Hier weiß die linke Hand, was die rechte tut. Gauck ist kein Neben-Außenpolitiker. Umso klarer wird deshalb, dass hinter seiner Rede zum Ukraine-Konflikt und der Rolle Russlands nicht nur berechtigte Empörung über das Vorgehen des russischen Präsidenten Putin steckt. Sondern sie wirkt auch wie ein weiterer Baustein im Unterfangen der politischen Elite, die Bürger auf eine veränderte Außen- und Sicherheitspolitik einzustellen. Angela Merkel hat zuletzt deutlich gemacht, dass es immer wieder Situationen geben wird, wo nur noch militärische Mittel helfen.

Die „Kultur der Zurückhaltung“ ist Geschichte. Das kann man kritisieren, aber es entspricht der wachsenden internationalen Bedeutung dieses Landes auch ökonomisch. Wobei Joachim Gauck nicht erst seit seiner Rede auf der Westerplatte entsprechende Ausrufezeichen gesetzt hat.

Schon bei der Münchner Sicherheitskonferenz Anfang des Jahres plädierte er für ein entschiedeneres Engagement Deutschlands in der EU, in der Nato, in der Welt. Ganz im Sinne der frisch ins Amt gekommenen Regierung. Damals konnte das Staatsoberhaupt die neuen Konflikte in der Ukraine oder mit dem islamistischen Terror nicht erahnen. Aber genau an diesen Herausforderungen richtet sich die deutsche Außenpolitik nun neu aus. Kein Zufall.

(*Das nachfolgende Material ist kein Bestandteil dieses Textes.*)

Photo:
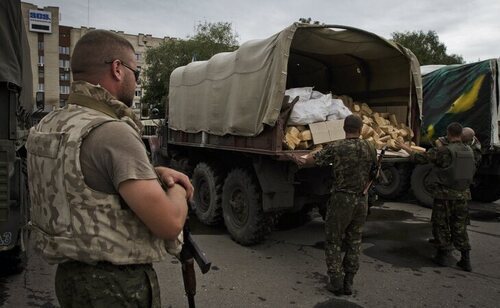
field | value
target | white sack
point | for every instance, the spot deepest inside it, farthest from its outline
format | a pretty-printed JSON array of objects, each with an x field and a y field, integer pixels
[
  {"x": 311, "y": 111},
  {"x": 304, "y": 93}
]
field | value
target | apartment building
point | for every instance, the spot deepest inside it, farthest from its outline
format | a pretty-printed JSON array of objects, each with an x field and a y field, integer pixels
[{"x": 51, "y": 45}]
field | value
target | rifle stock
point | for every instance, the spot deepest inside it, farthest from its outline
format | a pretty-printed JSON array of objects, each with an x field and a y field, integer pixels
[
  {"x": 189, "y": 254},
  {"x": 379, "y": 170}
]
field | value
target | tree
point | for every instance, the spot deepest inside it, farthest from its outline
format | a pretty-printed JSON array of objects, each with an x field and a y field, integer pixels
[
  {"x": 209, "y": 39},
  {"x": 426, "y": 47}
]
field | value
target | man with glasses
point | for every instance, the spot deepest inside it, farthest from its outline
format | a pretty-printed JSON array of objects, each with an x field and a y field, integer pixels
[{"x": 98, "y": 209}]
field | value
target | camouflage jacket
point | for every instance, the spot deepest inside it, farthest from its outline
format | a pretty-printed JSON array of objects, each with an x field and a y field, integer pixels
[
  {"x": 440, "y": 157},
  {"x": 352, "y": 161},
  {"x": 71, "y": 220},
  {"x": 475, "y": 145}
]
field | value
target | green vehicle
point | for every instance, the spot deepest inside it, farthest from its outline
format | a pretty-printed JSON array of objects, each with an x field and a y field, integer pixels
[
  {"x": 468, "y": 94},
  {"x": 16, "y": 104},
  {"x": 227, "y": 119}
]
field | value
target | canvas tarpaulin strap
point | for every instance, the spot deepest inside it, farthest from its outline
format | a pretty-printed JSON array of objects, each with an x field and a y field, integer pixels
[{"x": 239, "y": 92}]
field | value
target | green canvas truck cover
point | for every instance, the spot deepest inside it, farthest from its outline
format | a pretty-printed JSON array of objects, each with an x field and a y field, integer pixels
[
  {"x": 15, "y": 64},
  {"x": 467, "y": 94},
  {"x": 239, "y": 92}
]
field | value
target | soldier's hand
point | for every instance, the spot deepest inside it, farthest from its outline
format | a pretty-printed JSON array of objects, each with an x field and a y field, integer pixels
[
  {"x": 404, "y": 146},
  {"x": 171, "y": 177}
]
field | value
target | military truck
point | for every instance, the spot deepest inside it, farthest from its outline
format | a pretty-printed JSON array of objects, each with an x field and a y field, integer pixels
[
  {"x": 16, "y": 104},
  {"x": 227, "y": 117},
  {"x": 468, "y": 94}
]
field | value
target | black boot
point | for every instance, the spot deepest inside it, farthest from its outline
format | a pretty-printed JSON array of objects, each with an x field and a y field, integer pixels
[
  {"x": 464, "y": 262},
  {"x": 348, "y": 281},
  {"x": 335, "y": 285},
  {"x": 441, "y": 257}
]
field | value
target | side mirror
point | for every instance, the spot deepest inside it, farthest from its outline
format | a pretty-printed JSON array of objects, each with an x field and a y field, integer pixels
[
  {"x": 155, "y": 113},
  {"x": 40, "y": 100}
]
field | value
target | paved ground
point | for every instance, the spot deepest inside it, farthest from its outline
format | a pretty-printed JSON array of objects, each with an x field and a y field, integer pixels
[{"x": 288, "y": 269}]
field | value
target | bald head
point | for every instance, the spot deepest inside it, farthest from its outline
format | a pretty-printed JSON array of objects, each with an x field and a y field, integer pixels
[
  {"x": 353, "y": 125},
  {"x": 94, "y": 49},
  {"x": 467, "y": 134}
]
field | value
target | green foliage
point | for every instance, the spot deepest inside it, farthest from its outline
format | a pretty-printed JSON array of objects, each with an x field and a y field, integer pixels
[
  {"x": 209, "y": 39},
  {"x": 426, "y": 47}
]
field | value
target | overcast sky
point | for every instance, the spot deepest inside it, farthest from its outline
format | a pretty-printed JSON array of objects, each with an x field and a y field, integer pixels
[{"x": 469, "y": 28}]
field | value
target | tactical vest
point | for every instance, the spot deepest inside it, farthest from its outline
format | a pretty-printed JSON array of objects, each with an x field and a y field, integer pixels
[
  {"x": 71, "y": 220},
  {"x": 460, "y": 173}
]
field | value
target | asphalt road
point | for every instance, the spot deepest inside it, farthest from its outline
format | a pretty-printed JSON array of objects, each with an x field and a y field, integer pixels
[{"x": 288, "y": 269}]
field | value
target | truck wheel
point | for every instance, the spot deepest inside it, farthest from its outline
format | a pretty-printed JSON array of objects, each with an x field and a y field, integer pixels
[
  {"x": 398, "y": 177},
  {"x": 486, "y": 188},
  {"x": 207, "y": 194},
  {"x": 419, "y": 185},
  {"x": 242, "y": 208}
]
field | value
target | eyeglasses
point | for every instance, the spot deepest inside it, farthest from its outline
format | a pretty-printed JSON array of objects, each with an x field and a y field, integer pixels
[{"x": 137, "y": 72}]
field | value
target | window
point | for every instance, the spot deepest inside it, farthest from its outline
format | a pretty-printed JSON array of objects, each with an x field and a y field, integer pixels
[
  {"x": 64, "y": 76},
  {"x": 64, "y": 50},
  {"x": 64, "y": 89},
  {"x": 64, "y": 63}
]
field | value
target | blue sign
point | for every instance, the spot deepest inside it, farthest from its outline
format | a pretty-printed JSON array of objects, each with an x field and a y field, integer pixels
[{"x": 40, "y": 15}]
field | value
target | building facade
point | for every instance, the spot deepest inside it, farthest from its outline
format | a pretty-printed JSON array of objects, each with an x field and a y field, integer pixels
[{"x": 51, "y": 45}]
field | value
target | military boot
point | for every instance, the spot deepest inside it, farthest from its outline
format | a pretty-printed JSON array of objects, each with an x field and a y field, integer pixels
[
  {"x": 464, "y": 262},
  {"x": 335, "y": 286},
  {"x": 348, "y": 281}
]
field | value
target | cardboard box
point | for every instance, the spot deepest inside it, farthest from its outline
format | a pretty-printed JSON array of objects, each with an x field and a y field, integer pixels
[{"x": 327, "y": 131}]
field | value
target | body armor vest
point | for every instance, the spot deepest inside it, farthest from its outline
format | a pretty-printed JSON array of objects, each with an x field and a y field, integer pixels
[
  {"x": 71, "y": 220},
  {"x": 460, "y": 173}
]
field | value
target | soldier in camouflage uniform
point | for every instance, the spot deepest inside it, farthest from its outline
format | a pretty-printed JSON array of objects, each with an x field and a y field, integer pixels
[
  {"x": 98, "y": 209},
  {"x": 451, "y": 175},
  {"x": 353, "y": 160},
  {"x": 468, "y": 138}
]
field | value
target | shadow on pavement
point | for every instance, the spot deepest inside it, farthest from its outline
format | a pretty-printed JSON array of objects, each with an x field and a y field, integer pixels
[{"x": 337, "y": 303}]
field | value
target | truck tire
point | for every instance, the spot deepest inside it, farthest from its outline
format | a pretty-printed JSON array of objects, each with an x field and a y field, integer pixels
[
  {"x": 207, "y": 184},
  {"x": 419, "y": 186},
  {"x": 486, "y": 188},
  {"x": 242, "y": 208},
  {"x": 398, "y": 176}
]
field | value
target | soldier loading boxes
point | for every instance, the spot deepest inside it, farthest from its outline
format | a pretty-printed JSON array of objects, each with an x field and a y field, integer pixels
[{"x": 228, "y": 117}]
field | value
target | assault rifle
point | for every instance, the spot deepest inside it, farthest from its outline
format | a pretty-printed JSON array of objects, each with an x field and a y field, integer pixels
[
  {"x": 191, "y": 252},
  {"x": 378, "y": 170}
]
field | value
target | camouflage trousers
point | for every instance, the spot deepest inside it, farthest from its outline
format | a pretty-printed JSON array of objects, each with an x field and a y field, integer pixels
[
  {"x": 449, "y": 224},
  {"x": 106, "y": 285},
  {"x": 345, "y": 218}
]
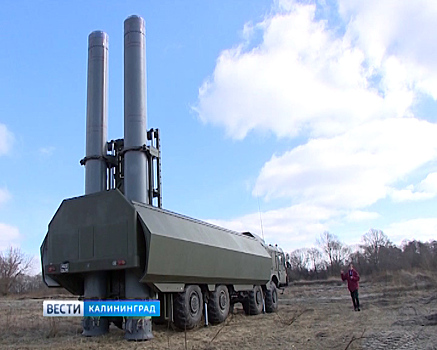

Doch agiert der Präsident nicht, ohne die Grenzen seines Amtes verbal zu dehnen. Deswegen muss er sich Kritik gefallen lassen an Teilen seiner Rede. Mit Recht. Denn die Aufgabe des Präsidenten kann es nicht sein, bei der Bewertung internationaler Konflikte martialischer zu tönen als irgendein x-beliebiger Politiker. Mut ist für einen Präsidenten wichtig, Übermut aber nicht.